The headline from the article in today’s Washington Post:
After mortgage meltdown, Barney Frank gets another chance to remake housing finance
The obvious question is why. Why should the man who helped destroy the housing market help to remake it? Why should anyone try to remake it? To quote Hayek, “The curious task of economics is to demonstrate to men how little they really know about what they imagine they can design.”
Most of the article goes about explaining why Frank needs to learn from Hayek:
The country’s stock of low-income homes had remained flat for more than a decade when Frank and his allies in the House spotted an opportunity in the early 1990s. They concluded that Fannie Mae and Freddie Mac, created by lawmakers to promote housing and based in Congress’s back yard, were not doing enough for the poor – even less, in fact, than some Wall Street banks.
Fannie and Freddie were in the business of buying and guaranteeing mortgage loans from private lenders, which in turn could take the money and make even more loans to prospective homebuyers or developers looking to build apartment buildings.
Democrats, led by one of Frank’s closest allies, Rep. Henry B. Gonzalez (D-Tex.), wanted to require the two companies to spend a specific percentage of their funds on affordable housing. Under the proposed legislation, the companies were to buy home loans made to lower- and middle-class people and loans going to fund development of affordable rental housing.
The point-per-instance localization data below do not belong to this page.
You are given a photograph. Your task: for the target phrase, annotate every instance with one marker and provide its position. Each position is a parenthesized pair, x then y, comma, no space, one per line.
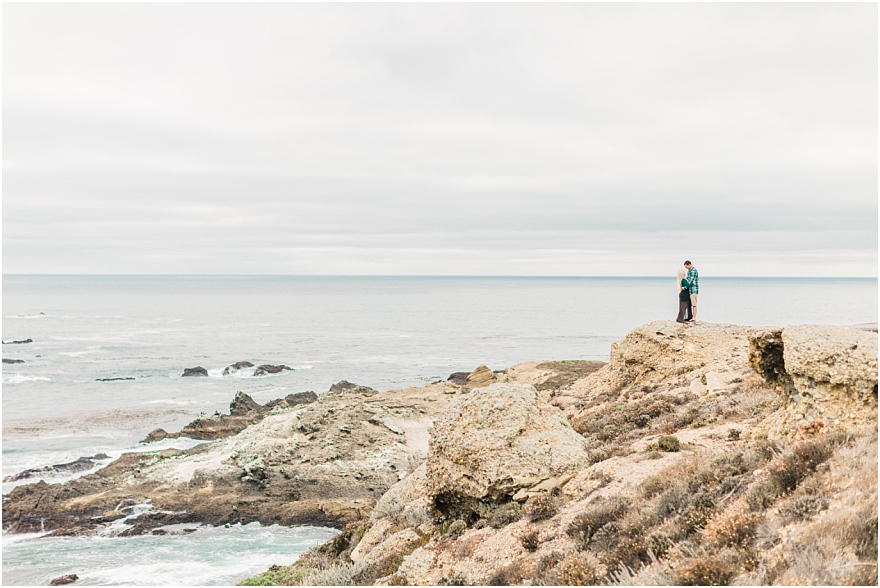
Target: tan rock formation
(482,376)
(499,442)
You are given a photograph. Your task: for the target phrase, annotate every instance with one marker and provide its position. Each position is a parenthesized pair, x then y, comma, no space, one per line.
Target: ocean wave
(80,353)
(18,379)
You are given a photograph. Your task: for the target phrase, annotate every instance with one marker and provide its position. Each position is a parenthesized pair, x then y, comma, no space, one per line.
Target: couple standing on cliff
(688,289)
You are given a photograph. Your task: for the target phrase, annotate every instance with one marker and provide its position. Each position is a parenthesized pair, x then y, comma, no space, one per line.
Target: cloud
(498,138)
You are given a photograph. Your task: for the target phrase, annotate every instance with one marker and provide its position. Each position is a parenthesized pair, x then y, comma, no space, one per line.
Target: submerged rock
(500,442)
(155,435)
(243,404)
(481,376)
(458,378)
(237,366)
(270,369)
(344,386)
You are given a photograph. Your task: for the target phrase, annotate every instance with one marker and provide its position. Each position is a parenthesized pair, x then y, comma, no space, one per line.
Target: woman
(685,310)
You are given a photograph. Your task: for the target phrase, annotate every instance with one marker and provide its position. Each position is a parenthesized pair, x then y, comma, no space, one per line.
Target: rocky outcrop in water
(270,369)
(500,443)
(243,412)
(322,462)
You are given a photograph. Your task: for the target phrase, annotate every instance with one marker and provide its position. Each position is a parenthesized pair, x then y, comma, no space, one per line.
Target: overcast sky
(498,139)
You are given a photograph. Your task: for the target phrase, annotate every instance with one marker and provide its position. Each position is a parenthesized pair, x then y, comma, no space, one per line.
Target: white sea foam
(210,555)
(19,378)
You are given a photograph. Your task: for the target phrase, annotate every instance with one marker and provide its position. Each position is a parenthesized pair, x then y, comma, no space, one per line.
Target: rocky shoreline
(538,473)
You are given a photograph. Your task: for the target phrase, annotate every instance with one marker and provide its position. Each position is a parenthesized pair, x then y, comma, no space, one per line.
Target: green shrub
(706,569)
(669,443)
(762,495)
(791,468)
(576,570)
(864,537)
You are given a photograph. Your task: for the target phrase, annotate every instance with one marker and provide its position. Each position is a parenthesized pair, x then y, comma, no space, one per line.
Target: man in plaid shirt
(694,278)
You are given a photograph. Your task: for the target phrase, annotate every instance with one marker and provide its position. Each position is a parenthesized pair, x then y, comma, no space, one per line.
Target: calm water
(383,332)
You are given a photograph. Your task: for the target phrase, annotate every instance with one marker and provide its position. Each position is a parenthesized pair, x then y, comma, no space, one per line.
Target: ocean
(382,332)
This represented a rich new vein of money.
By late 2003, the firms had taken on more than $4 trillion in debt, rivaling that of the entire federal government. Yet Frank, who had by then become the top Democrat on the influential House Financial Services Committee, still wasn’t focused on the risks. He had his sights set on what else they could do to promote for affordable housing, particularly low-cost rental housing.
At a hearing called by Republicans, who controlled the committee, Frank made clear that he was reluctant to tighten oversight because it could limit the ability of Fannie and Freddie to help people get a roof over their heads.
The companies, he urged colleagues, “are two of the very important tools that we have” and had to do what “the market in and of itself will not do. “They were “not endangering the fiscal health of this country,” he continued.
But he recognized that it was a gamble.
“I want to roll the dice a little bit more in this situation towards subsidized housing,” Frank said.
Fannie and Freddie proceeded to load up on securities backed by risky mortgages, such as subprime loans and no-document loans. The firms asserted that they were aggressively fulfilling their affordable housing mission, and some risky mortgages were indeed going to borrowers who couldn’t otherwise afford a home.
But many of the loans were going to people who could have afforded traditional mortgages, and the companies were bulking up on the risky loans purely in pursuit of even larger profits.
When the housing market crashed, the unprecedented surge in mortgage defaults blew a hole in the firms’ finances.
My favorite part of the story, though, is this graph and Frank’s explanation, that the Post ran with the graph:
In Barney Frank’s 30 years in Congress, he has advocated for spending on housing for the very poor. But the number of poor needing help obtaining affordable housing has only gone up. He says it would have been worse without him.
Yes. It could have been worse. But I’m drawn to the possibility that Frank actually made the problem worse by driving up the price of housing via all the government programs and subsidies he championed.
Frank is not the only cause of the problem, just one of the least repentant. You can add President Bush and Clinton and other enablers. But no one should believe that Barney Frank or Barney Frank aided by colleagues and their staff in the Congress can remake the mortgage finance market without a lot of unintended (and destructive) consequences.